Aim: Recurrence and metastasis are the major factors associated with the poor prognosis of hepatocellular carcinoma (HCC). It was confirmed that multiple chemokines and their receptors are related to the progression and metastasis of HCC. The aim of this research was to conduct an investigation into whether macrophage inflammatory protein-1alpha/CCL3, and its receptor CCR1 play a role in HCC invasion and metastasis.
Methods: We used reverse transcription polymerase chain reaction, immunocytochemistry and flow cytometry to detect CCR1 mRNA and protein expression in the four hepatoma cell lines HepG2, Hep3B, HLE and HLF; and we conducted a microscope cell migration experiment to observe the pseudopodia formation and mobility of the hepatoma cells. The concentration of intracellular calcium was measured by fluorescence microscopy.

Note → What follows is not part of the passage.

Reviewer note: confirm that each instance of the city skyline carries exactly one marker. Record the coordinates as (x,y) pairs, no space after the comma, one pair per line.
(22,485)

Results: CCR1 mRNA and protein were positively expressed in the four hepatoma cell lines HepG2, Hep3B, HLE and HLF. Following CCL3 stimulation, obvious pseudopodia formation of hepatoma cells was observed using a fluorescence microscope. The cell migration experiment showed that after incubation with CCL3, the number of Hep3B cells which passed through the polycarbonate microporous filter membranes increased to an obvious extent. After CCL3 incubation, the intracellular Ca(2+) level of the Hep3B cells increased to an obvious extent.
Conclusion: Chemokine CCL3 facilitates the migration of hepatoma by changing the concentration intracellular Ca(2+). The CCL3-CCR1 axis may play an important role in HCC invasion and metastasis. It may also be a potential target for HCC therapy or for prevention of the recurrence and metastasis of HCC.